Payoff Matrices: A Comprehensive Guide

Payoff matrices are powerful tools in game theory, visualizing the outcomes of strategic interactions between players. Introduced by John von Neumann and Oskar Morgenstern in 1944, they represent payoffs for each combination of strategies, enabling analysis of competitive and cooperative scenarios. This MathMultiverse guide explores their structure, construction, examples, and analytical techniques, including Nash equilibria, with equations and visualizations to enhance understanding.

From economics to biology, payoff matrices model decision-making in diverse fields, revealing optimal strategies and potential conflicts.
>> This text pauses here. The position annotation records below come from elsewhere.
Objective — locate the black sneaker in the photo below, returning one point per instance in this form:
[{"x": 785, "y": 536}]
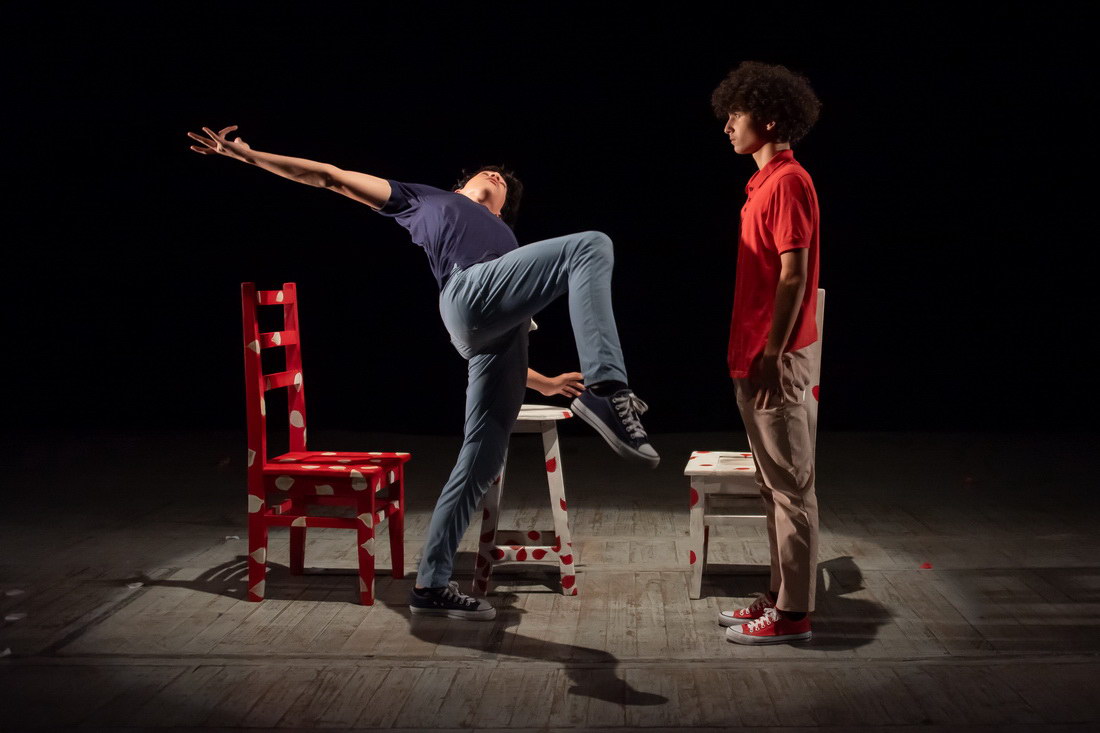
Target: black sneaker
[
  {"x": 449, "y": 602},
  {"x": 615, "y": 417}
]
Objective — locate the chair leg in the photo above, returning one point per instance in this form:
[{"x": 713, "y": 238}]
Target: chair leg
[
  {"x": 699, "y": 536},
  {"x": 297, "y": 550},
  {"x": 563, "y": 538},
  {"x": 364, "y": 542},
  {"x": 486, "y": 549},
  {"x": 257, "y": 547},
  {"x": 396, "y": 529}
]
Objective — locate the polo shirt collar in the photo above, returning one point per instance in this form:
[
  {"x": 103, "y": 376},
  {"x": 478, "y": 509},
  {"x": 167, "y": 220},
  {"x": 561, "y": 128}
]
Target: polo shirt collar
[{"x": 778, "y": 160}]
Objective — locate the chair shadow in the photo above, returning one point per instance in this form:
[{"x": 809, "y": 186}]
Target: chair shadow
[
  {"x": 230, "y": 579},
  {"x": 592, "y": 671},
  {"x": 840, "y": 623}
]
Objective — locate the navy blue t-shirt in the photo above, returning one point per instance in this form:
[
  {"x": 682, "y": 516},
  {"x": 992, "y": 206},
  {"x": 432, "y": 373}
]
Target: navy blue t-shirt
[{"x": 452, "y": 229}]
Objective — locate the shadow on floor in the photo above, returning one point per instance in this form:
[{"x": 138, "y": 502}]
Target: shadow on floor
[
  {"x": 230, "y": 579},
  {"x": 592, "y": 671}
]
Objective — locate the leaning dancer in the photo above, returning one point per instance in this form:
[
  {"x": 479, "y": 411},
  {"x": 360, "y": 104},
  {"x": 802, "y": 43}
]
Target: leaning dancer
[
  {"x": 490, "y": 290},
  {"x": 767, "y": 109}
]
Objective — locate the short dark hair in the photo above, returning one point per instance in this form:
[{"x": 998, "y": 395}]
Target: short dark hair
[
  {"x": 510, "y": 208},
  {"x": 769, "y": 94}
]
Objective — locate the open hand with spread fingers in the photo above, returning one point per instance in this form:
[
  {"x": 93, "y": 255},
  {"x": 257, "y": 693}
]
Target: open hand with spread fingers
[{"x": 218, "y": 143}]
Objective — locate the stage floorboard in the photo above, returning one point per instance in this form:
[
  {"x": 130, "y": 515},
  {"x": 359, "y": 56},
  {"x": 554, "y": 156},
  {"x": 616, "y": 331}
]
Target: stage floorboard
[{"x": 958, "y": 589}]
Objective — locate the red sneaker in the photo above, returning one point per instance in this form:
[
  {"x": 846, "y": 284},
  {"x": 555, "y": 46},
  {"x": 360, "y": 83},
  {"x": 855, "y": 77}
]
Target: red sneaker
[
  {"x": 751, "y": 612},
  {"x": 770, "y": 628}
]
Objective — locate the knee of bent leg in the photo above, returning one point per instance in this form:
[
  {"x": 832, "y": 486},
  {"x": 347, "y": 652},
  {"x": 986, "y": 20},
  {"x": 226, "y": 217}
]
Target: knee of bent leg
[{"x": 597, "y": 242}]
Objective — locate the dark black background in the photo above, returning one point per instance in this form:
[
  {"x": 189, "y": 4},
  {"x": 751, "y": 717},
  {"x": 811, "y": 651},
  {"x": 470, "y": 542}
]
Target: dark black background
[{"x": 952, "y": 161}]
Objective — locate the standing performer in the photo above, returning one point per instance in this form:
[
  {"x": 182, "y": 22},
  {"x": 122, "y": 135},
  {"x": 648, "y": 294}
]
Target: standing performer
[
  {"x": 766, "y": 110},
  {"x": 490, "y": 290}
]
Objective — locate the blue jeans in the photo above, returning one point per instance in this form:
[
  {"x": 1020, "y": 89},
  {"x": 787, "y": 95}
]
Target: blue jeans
[{"x": 486, "y": 309}]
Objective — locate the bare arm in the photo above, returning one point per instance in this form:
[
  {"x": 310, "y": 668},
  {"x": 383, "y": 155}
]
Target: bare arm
[
  {"x": 364, "y": 188},
  {"x": 792, "y": 285},
  {"x": 789, "y": 292}
]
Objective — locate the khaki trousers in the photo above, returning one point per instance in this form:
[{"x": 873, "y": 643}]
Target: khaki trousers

Structure of Payoff Matrices

Payoff matrices organize strategic outcomes in a tabular format.

Two-Player Game

For players with strategies \( S_1 = \{s_{11}, \ldots, s_{1m}\} \), \( S_2 = \{s_{21}, \ldots, s_{2n}\} \), the matrix is:

\[ M = \begin{bmatrix} (u_1(s_{11}, s_{21}), u_2(s_{11}, s_{21})) & \cdots & (u_1(s_{11}, s_{2n}), u_2(s_{11}, s_{2n})) \\ \vdots & \ddots & \vdots \\ (u_1(s_{1m}, s_{21}), u_2(s_{1m}, s_{21})) & \cdots & (u_1(s_{1m}, s_{2n}), u_2(s_{1m}, s_{2n})) \end{bmatrix} \]

Zero-Sum Games

Where \( u_1 + u_2 = 0 \):

\[ M = \begin{bmatrix} a_{11} & a_{12} \\ a_{21} & a_{22} \end{bmatrix}, \quad u_2 = -u_1 \]

Expected Payoff

For mixed strategies with probabilities \( p_1, p_2 \):

\[ E[u_1] = \sum_{i=1}^m \sum_{j=1}^n p_{1i} p_{2j} u_1(s_{1i}, s_{2j}) \]

Examples

Prisoner’s Dilemma

Strategies: Confess (C), Silent (S):

\[ M = \begin{array}{c|cc} & C & S \\ \hline C & (-5, -5) & (0, -10) \\ S & (-10, 0) & (-1, -1) \end{array} \]

Nash equilibrium: (C, C).

Pricing Game

Strategies: High (H), Low (L):

\[ M = \begin{array}{c|cc} & H & L \\ \hline H & (5, 5) & (1, 6) \\ L & (6, 1) & (2, 2) \end{array} \]

Rock-Paper-Scissors

Zero-sum:

\[ M = \begin{array}{c|ccc} & R & P & S \\ \hline R & (0, 0) & (-1, 1) & (1, -1) \\ P & (1, -1) & (0, 0) & (-1, 1) \\ S & (-1, 1) & (1, -1) & (0, 0) \end{array} \]

Prisoner’s Dilemma Payoffs

Payoffs for Player 1 in Prisoner’s Dilemma.

Analysis

Nash Equilibria

No player benefits from unilateral deviation:

\[ u_1(s_{1i}^*, s_{2j}^*) \geq u_1(s_{1k}, s_{2j}^*) \] \[ u_2(s_{1i}^*, s_{2j}^*) \geq u_2(s_{1i}^*, s_{2l}) \]

Dominant Strategies

Strategy \( s_{1i} \) dominates if:

\[ u_1(s_{1i}, s_{2j}) \geq u_1(s_{1k}, s_{2j}) \ \forall j \]

Minimax

For zero-sum games:

\[ v_1 = \max_i \min_j u_1(s_{1i}, s_{2j}) \]

Mixed Strategy

For Matching Pennies, equalize payoffs:

\[ p \cdot 1 + (1-p) \cdot (-1) = p \cdot (-1) + (1-p) \cdot 1 \] \[ p = 0.5 \]

Applications

Used in economics, biology, and negotiations.